De bedoeling van het dragen van kleding tijdens de examens is te laten zien dat de kandidaat met dagelijkse kleding aan zichzelf kan redden, wanneer ze onverwacht in het water terecht komen. De kledingkeuze is gebaseerd op de kleding die tijdens normale dagelijkse bezigheden buiten wordt gedragen en is afgestemd op ons Nederlandse klimaat. Vandaag de dag is het dragen van een legging ook dagelijkse kleding en dus toegestaan.
Schoenen met een echte zool is de minimale eis. Plastic-, leren-, katoenen- en sportschoenen zijn toegestaan, mits ze dus een echte zool hebben.
Pantoffels en schoenen zonder echte zool, zoals slippers of surfschoentjes zijn NIET toegestaan.
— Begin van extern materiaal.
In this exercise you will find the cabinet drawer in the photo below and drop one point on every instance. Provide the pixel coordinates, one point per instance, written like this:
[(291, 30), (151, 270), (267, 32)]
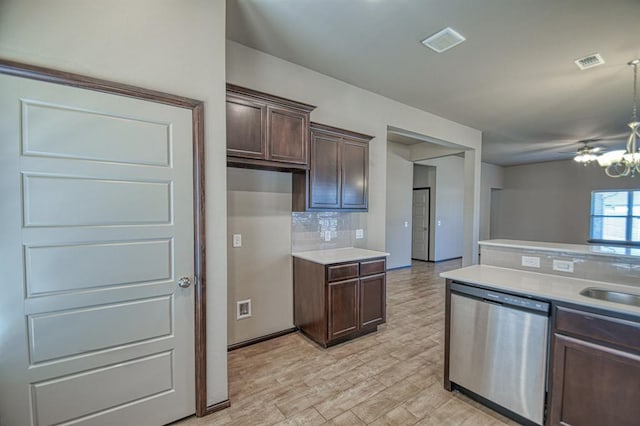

Het beste is om de kinderen een schoen te laten dragen waarmee ze normaal ook naar school gaan en mee gaan spelen.
KLEDINGVOORSCHRIFTEN PER DIPLOMA
Zwemdiploma A en B (er is geen verschil tussen A en B)
De kleding bestaat uit: een lange broek, een shirt of blouse met lange mouwen en schoenen (zoals hierboven omschreven).
Zwemdiploma C
De kleding bestaat uit: een lange broek, een shirt of blouse met lange mouwen en schoenen (zoals hierboven omschreven) en een jas.